Schon 1999 wurden die Folgen der Ölbohrungen auf Sachalin spürbar: Fischer entdeckten im Juni des Jahres 900 Tonnen tote Heringe, die im Meer trieben. Offiziell dementierte Shell die Verantwortung für das Fischsterben, aber Wissenschaftler fanden Öl und Schwermetalle in den Körpern der meisten toten Fische. Anwohner, unter ihnen die indigene Minderheit der Nivchen, stellten Umweltveränderungen fest. So ging auf einmal die Anzahl der Robben zurück und es wurden viele Tiere tot aufgefunden. Vögel, die normalerweise Plankton fraßen, ernährten sich plötzlich von Landinsekten. Viele Fische wurden vergiftet und rochen stark nach Öl. Dennoch werden sie auch heute noch von der armen lokalen Bevölkerung gegessen, die es sich nicht leisten kann, sich andere Lebensmittel zu besorgen. Der Rückgang der Fischbestände und die sinkende Bedeutung des Fischfangs auf Sachalin hat auch direkte Auswirkungen auf Russland. Die Hälfte aller in Russland konsumierten Fische und sonstiger Meerestiere kommt von hier.
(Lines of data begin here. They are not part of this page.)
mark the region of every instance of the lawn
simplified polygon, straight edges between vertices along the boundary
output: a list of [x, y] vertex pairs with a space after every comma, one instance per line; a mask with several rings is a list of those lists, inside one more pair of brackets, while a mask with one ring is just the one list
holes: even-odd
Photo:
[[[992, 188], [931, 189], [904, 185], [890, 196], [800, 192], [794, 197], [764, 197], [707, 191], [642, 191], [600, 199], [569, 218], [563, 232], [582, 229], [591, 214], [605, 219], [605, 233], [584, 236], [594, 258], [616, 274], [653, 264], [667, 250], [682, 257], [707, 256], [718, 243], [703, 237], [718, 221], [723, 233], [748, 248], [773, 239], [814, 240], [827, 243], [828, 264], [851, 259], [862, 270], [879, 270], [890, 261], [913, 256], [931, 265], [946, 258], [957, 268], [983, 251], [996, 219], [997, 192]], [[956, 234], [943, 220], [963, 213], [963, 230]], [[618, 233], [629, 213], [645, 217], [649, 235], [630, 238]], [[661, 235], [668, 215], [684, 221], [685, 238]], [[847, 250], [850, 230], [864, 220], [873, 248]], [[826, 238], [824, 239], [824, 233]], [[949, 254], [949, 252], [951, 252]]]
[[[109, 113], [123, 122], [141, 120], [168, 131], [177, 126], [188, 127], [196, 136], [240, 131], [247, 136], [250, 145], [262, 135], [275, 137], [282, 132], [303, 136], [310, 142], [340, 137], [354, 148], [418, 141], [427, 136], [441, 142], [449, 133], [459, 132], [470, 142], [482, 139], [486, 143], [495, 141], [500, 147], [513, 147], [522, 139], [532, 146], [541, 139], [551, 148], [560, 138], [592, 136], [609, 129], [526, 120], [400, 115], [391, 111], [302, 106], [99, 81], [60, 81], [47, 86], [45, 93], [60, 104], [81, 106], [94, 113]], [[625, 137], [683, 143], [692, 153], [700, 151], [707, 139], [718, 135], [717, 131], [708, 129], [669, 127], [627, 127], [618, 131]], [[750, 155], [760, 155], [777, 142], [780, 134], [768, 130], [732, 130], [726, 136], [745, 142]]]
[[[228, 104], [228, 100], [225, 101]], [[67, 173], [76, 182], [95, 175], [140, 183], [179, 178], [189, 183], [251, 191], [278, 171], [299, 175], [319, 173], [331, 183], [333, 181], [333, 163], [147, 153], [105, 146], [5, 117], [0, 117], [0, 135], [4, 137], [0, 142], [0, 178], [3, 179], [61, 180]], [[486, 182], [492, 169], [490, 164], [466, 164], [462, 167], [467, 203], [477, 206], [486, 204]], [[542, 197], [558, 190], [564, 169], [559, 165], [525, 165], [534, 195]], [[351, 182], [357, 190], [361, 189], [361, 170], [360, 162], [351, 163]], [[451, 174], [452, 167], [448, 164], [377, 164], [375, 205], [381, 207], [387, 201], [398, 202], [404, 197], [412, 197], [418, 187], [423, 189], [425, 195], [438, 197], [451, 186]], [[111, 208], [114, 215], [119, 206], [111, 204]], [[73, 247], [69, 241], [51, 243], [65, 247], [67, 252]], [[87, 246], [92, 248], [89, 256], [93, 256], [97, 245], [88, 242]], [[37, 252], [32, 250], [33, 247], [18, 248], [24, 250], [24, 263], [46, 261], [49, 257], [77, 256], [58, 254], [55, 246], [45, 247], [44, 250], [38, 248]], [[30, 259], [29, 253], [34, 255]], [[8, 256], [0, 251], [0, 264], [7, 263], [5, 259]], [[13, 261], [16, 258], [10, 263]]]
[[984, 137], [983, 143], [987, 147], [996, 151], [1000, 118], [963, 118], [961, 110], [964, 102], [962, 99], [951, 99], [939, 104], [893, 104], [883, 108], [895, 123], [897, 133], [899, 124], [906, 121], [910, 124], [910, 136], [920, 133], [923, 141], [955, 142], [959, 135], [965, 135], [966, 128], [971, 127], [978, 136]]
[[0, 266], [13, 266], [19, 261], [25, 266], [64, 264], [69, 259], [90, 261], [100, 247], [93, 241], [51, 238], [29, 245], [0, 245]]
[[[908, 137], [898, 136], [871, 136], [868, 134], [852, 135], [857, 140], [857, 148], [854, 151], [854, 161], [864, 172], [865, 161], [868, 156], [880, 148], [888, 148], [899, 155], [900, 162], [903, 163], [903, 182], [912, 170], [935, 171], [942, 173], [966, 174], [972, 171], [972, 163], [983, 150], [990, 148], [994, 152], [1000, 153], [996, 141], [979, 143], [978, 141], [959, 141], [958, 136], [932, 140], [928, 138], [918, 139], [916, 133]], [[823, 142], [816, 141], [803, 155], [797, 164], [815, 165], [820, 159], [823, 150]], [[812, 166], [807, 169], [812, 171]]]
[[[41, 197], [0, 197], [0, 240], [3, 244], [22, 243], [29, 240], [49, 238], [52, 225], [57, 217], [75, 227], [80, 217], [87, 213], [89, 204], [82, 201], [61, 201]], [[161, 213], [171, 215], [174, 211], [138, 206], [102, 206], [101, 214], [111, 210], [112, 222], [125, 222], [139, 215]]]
Derzeit plant das Konsortium um Shell, Mitsubishi und Mitsui, das Sachalin- 2 Projekt erheblich auszuweiten. Die zweite Phase des Projektes umschließt die Errichtung zweier neuer Öl - und Gasplattformen im Norden Sachalins sowie den Bau zweier 800 km langer Pipelines die sich der Länge nach durch die gesamte Insel ziehen werden. 10 Milliarden Dollar sollen dafür investiert werden. Die Pipelines sollen die bestehenden und geplante weitere Bohrinseln im Nordosten der Insel mit einem Hafen im Süden Nahe der Hauptstadt Juzhno-Sachalinsk verbinden, von wo Erdöl und Erdgas nach Nordamerika und Japan geliefert werden soll. Sie sollen teils über dem Meeresboden, teils auf Land verlaufen. Geplant ist ebenfalls der Bau einer Pipeline von über 200 Kilometer Länge für den Block Sachalin- 1 im Norden der Insel. Hinzu kommt der Bau einer LNG-Station (Liquid Natural Gas Production Plant) für die Verflüssigung von Erdgas und eines dazu gehörenden Hafens in der Aniva Bucht. Sachalin- 2 ist damit das weltweit größte Öl- und Gasprojekt mit der weltweit höchsten finanziellen Aufwendung.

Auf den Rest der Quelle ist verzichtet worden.